13.6.12

La mujer que lloraba dormida

Como tantos otros que viajaban sentados en aquel vagón del subte, ella tenía los ojos cerrados. A un lado, un oficinista leía la sección deportiva del Clarín. Al otro, un estudiante de Medicina revisaba minuciosamente un apunte con dibujos de huesos, músculos y articulaciones. Pero aquella mujer que andaba por los cincuenta permanecía inmutable. Con la cabeza levemente inclinada, ofrecía su cabellera cobriza (y unas cuantas raíces canosas) a la vista de los demás viajantes. Parecía profundamente dormida, al igual que tantísimos pasajeros que a esa hora todavía andan haciendo equilibrio entre el sueño y la vigilia.

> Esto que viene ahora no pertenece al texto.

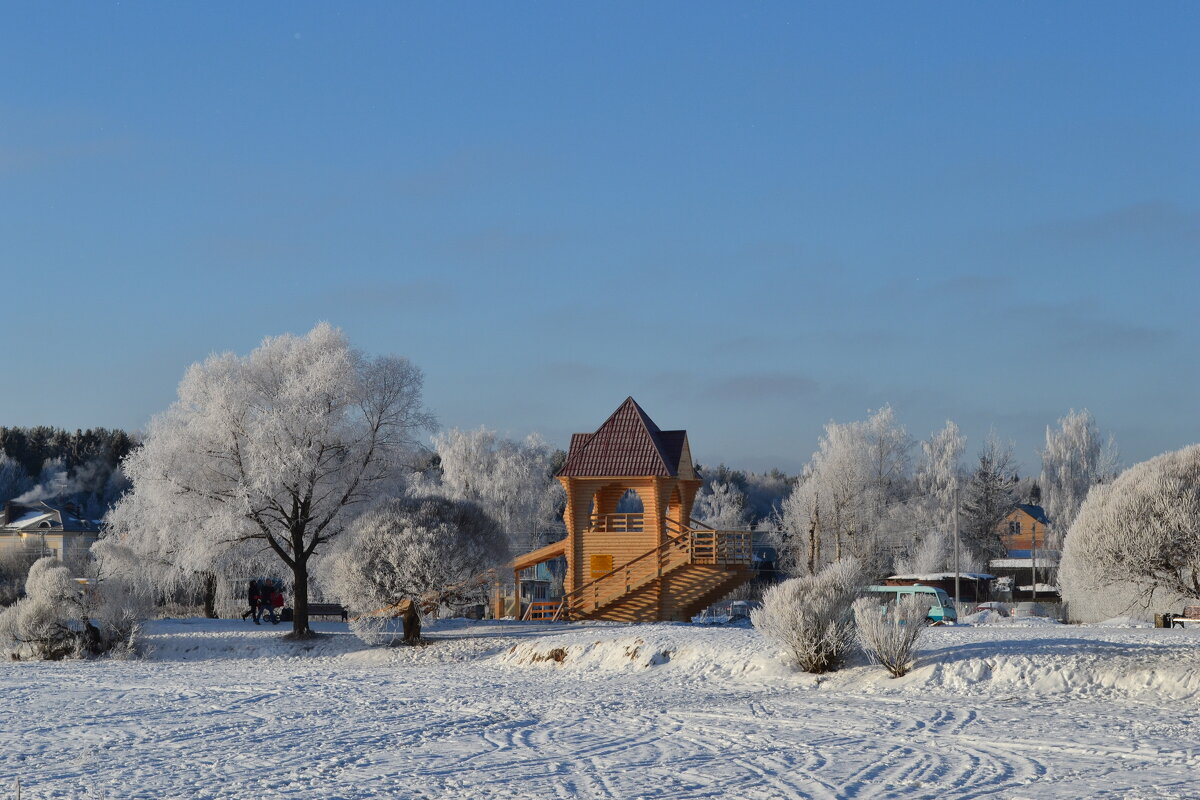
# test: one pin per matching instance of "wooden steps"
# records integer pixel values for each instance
(677, 596)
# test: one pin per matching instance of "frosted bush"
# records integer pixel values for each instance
(810, 617)
(430, 549)
(60, 618)
(889, 635)
(1134, 546)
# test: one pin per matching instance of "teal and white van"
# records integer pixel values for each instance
(941, 608)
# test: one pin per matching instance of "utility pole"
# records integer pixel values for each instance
(957, 573)
(1033, 563)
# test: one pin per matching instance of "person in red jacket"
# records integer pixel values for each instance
(252, 599)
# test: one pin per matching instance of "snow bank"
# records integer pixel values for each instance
(701, 651)
(1005, 657)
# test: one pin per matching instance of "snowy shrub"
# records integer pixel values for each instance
(810, 617)
(60, 618)
(426, 548)
(13, 569)
(889, 633)
(1135, 541)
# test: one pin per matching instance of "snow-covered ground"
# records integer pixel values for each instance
(223, 709)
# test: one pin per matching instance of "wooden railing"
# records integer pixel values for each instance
(684, 545)
(617, 523)
(541, 611)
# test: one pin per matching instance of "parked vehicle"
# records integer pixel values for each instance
(941, 608)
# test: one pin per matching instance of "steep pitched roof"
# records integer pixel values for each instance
(627, 444)
(1037, 512)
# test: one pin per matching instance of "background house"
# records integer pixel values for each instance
(36, 529)
(1029, 567)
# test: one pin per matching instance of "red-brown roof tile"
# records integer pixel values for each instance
(627, 444)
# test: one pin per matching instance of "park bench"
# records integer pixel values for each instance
(1191, 615)
(327, 609)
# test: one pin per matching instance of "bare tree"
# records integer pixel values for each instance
(270, 455)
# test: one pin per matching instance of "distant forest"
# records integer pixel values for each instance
(57, 465)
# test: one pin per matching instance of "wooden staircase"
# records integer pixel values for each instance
(693, 569)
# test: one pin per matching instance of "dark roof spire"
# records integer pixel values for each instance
(627, 444)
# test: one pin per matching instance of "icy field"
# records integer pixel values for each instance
(507, 710)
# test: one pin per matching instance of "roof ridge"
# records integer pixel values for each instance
(627, 432)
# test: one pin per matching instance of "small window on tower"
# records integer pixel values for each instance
(601, 565)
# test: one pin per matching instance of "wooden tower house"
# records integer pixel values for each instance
(636, 566)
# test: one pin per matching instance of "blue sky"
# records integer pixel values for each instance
(753, 217)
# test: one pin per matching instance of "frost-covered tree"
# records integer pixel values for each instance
(1075, 458)
(857, 473)
(765, 492)
(888, 447)
(889, 636)
(58, 618)
(940, 471)
(13, 480)
(809, 617)
(723, 506)
(989, 494)
(1137, 539)
(514, 482)
(270, 456)
(431, 549)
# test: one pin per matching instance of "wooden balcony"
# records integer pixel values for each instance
(699, 547)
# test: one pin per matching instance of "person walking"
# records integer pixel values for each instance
(252, 599)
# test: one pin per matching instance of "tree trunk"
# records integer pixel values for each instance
(210, 595)
(300, 629)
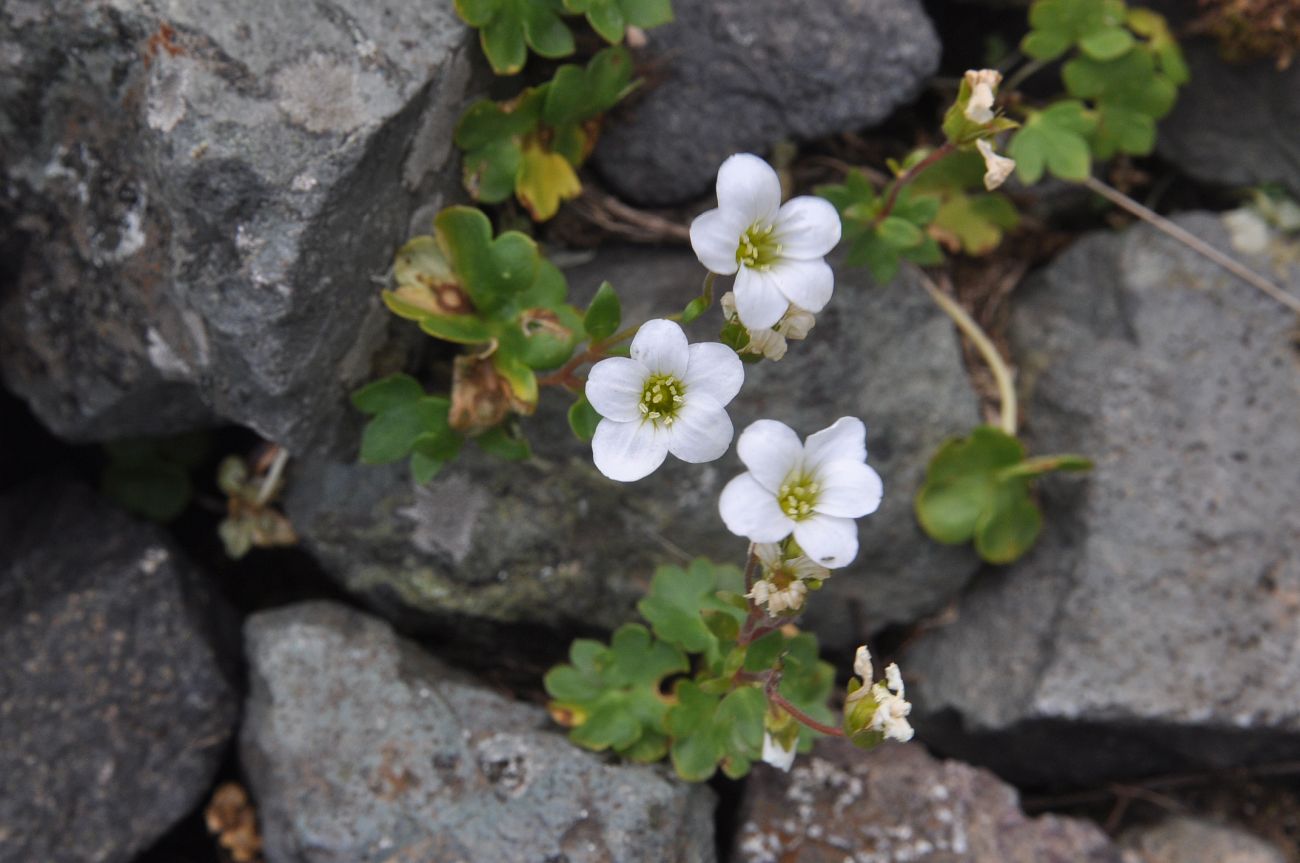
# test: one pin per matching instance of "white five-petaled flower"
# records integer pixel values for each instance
(775, 250)
(668, 397)
(813, 490)
(775, 754)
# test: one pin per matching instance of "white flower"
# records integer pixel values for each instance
(996, 168)
(775, 754)
(979, 108)
(770, 342)
(813, 490)
(892, 708)
(668, 397)
(783, 586)
(775, 250)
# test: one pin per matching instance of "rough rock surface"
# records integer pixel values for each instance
(1157, 625)
(736, 76)
(898, 805)
(362, 747)
(554, 542)
(199, 196)
(115, 710)
(1235, 124)
(1188, 840)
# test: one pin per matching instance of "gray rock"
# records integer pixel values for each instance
(736, 76)
(1156, 625)
(202, 195)
(554, 542)
(1235, 124)
(1188, 840)
(898, 805)
(115, 703)
(360, 747)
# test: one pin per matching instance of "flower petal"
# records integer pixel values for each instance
(749, 190)
(806, 283)
(628, 451)
(770, 450)
(661, 346)
(844, 439)
(701, 432)
(849, 489)
(714, 369)
(806, 228)
(759, 302)
(750, 511)
(715, 237)
(832, 542)
(615, 386)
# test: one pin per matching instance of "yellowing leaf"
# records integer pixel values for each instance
(545, 180)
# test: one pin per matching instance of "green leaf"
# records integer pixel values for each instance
(680, 599)
(978, 488)
(386, 394)
(603, 315)
(1054, 139)
(1108, 43)
(583, 419)
(612, 693)
(393, 433)
(503, 445)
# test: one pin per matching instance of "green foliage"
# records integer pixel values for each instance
(497, 294)
(150, 477)
(610, 694)
(406, 423)
(945, 206)
(507, 29)
(978, 488)
(1125, 72)
(603, 315)
(612, 697)
(531, 146)
(611, 17)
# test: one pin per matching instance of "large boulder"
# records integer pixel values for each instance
(1156, 625)
(898, 805)
(200, 195)
(554, 542)
(1235, 124)
(736, 76)
(115, 697)
(360, 747)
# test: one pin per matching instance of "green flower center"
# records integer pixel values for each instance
(758, 248)
(662, 398)
(797, 495)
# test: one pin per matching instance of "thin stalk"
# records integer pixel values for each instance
(1194, 243)
(986, 347)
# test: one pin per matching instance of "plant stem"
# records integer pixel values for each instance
(941, 152)
(775, 697)
(986, 347)
(1194, 242)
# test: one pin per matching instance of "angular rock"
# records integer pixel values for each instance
(115, 703)
(740, 76)
(200, 195)
(1155, 628)
(898, 805)
(1188, 840)
(1235, 124)
(554, 542)
(362, 747)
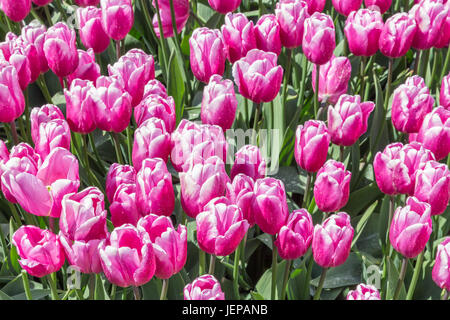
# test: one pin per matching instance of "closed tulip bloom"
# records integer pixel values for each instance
(154, 106)
(169, 244)
(267, 34)
(362, 30)
(117, 18)
(347, 120)
(332, 186)
(319, 38)
(207, 53)
(201, 183)
(433, 186)
(258, 76)
(219, 103)
(295, 237)
(128, 258)
(411, 227)
(332, 240)
(364, 292)
(429, 16)
(40, 250)
(291, 15)
(12, 101)
(434, 133)
(311, 145)
(333, 79)
(397, 35)
(118, 174)
(249, 161)
(60, 49)
(270, 207)
(91, 31)
(205, 287)
(238, 35)
(411, 102)
(441, 269)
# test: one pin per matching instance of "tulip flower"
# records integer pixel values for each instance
(364, 292)
(267, 34)
(441, 269)
(411, 227)
(295, 237)
(117, 18)
(319, 38)
(334, 77)
(219, 103)
(433, 186)
(332, 186)
(207, 53)
(40, 250)
(362, 30)
(238, 36)
(311, 145)
(205, 287)
(347, 120)
(270, 207)
(332, 240)
(258, 76)
(397, 35)
(91, 31)
(291, 15)
(60, 49)
(169, 244)
(128, 258)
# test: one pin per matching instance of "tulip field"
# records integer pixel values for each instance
(224, 149)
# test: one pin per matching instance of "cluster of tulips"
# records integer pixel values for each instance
(60, 213)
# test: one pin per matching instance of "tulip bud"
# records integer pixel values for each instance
(332, 240)
(258, 76)
(205, 287)
(319, 38)
(332, 186)
(40, 250)
(347, 120)
(411, 227)
(295, 237)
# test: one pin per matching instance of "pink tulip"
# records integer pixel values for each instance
(40, 250)
(411, 227)
(347, 120)
(238, 36)
(91, 31)
(332, 186)
(332, 240)
(441, 269)
(333, 79)
(319, 38)
(219, 103)
(258, 76)
(433, 186)
(128, 258)
(202, 182)
(267, 34)
(117, 18)
(154, 189)
(205, 287)
(291, 15)
(397, 35)
(295, 237)
(169, 244)
(362, 30)
(364, 292)
(270, 208)
(60, 49)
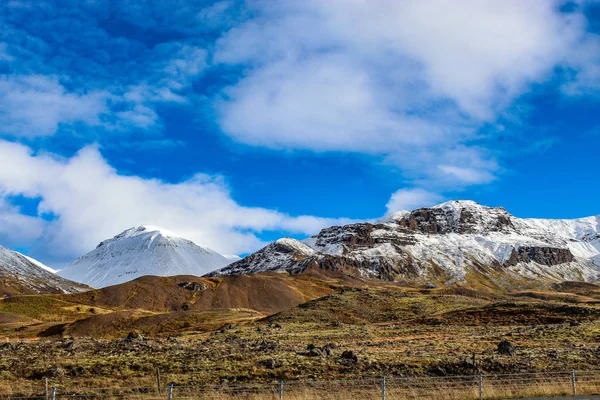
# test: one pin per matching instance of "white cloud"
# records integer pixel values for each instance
(17, 229)
(35, 105)
(467, 175)
(92, 202)
(411, 199)
(407, 79)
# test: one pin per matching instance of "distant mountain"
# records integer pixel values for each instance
(139, 251)
(454, 241)
(20, 274)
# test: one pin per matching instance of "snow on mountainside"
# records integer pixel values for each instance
(444, 244)
(20, 274)
(139, 251)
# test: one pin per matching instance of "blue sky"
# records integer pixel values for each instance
(233, 123)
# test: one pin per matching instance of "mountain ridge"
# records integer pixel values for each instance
(445, 244)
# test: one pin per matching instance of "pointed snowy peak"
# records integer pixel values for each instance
(20, 274)
(139, 251)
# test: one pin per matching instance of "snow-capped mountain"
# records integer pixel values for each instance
(442, 244)
(20, 274)
(139, 251)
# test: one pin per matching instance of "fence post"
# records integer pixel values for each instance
(158, 379)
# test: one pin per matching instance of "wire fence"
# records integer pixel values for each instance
(468, 387)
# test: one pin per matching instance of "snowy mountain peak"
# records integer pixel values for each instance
(459, 204)
(445, 243)
(20, 274)
(139, 251)
(145, 230)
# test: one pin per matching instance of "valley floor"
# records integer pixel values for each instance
(351, 333)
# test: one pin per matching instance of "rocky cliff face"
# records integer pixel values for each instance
(442, 244)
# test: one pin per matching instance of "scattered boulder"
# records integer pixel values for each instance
(134, 337)
(267, 346)
(194, 286)
(272, 364)
(328, 349)
(55, 372)
(506, 348)
(349, 355)
(316, 352)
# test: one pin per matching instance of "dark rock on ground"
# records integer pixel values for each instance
(506, 348)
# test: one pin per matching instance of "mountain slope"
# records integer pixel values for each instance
(20, 274)
(454, 241)
(139, 251)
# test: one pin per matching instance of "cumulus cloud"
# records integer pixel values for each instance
(411, 199)
(401, 79)
(90, 201)
(35, 105)
(17, 229)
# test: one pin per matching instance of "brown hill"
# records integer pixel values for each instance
(269, 293)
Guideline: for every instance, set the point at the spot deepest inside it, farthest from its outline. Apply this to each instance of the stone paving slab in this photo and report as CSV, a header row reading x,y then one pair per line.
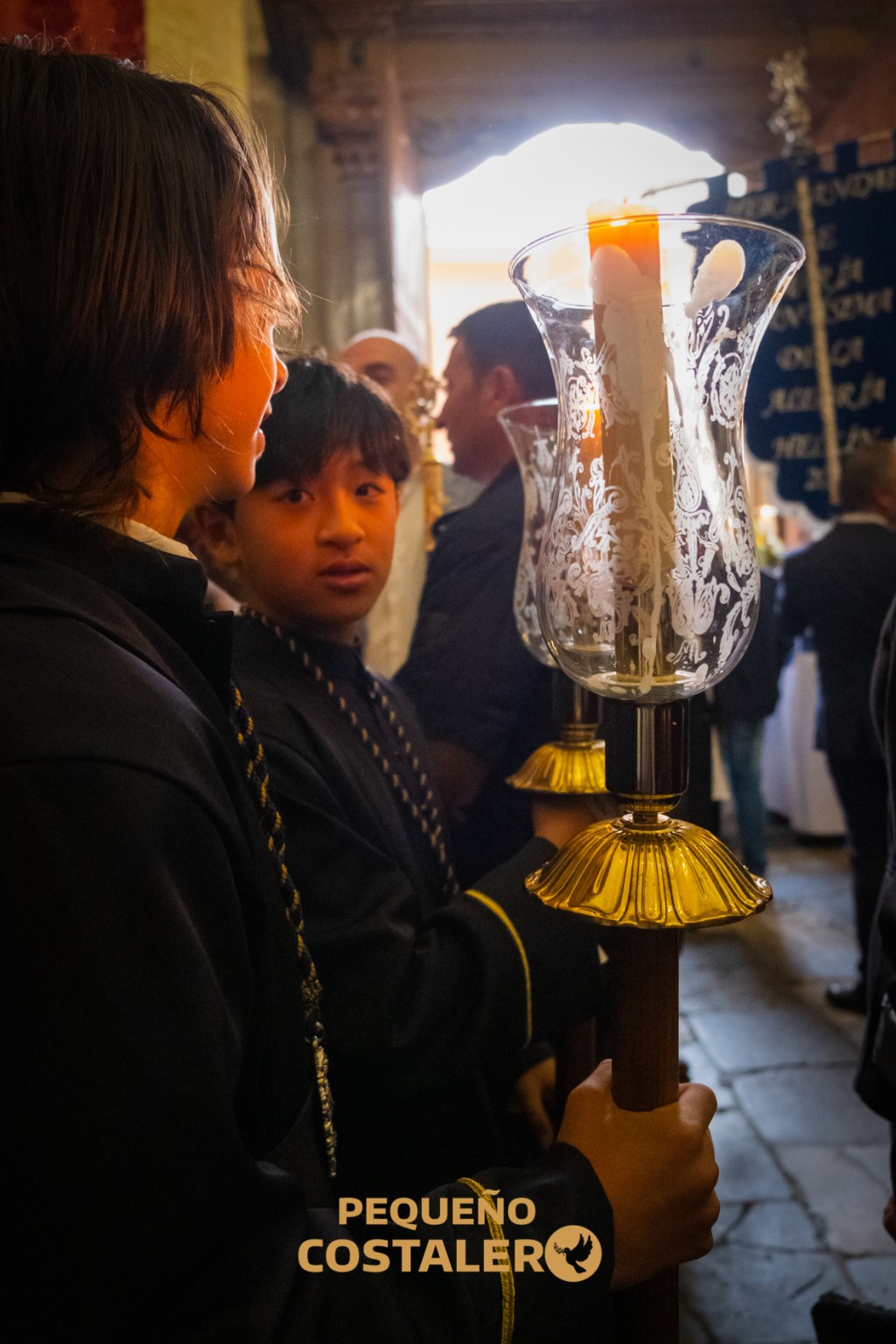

De pronto, una lágrima brotó de uno de sus ojos. Y a ésta le siguió otra. Y otra más, deslizándose por su mejilla hasta alcanzar la comisura de sus labios. Sus ojos permanecían cerrados, pero adentro alguien había abierto el grifo de la tristeza, convirtiéndolos súbitamente en un silencioso manantial. Sin embargo, en su rostro no había expresión alguna. Recién cerca de la estación Catedral, sus manos se propusieron limpiar aquel imprevisto humedal. Finalmente, sus ojos se abrieron y un par de pañuelos aparecieron para terminar de borrar cualquier evidencia de aquella desazón subterránea. Era hora de entrar al trabajo. Tiempo de barrer la tristeza debajo de la alfombra. De sus párpados.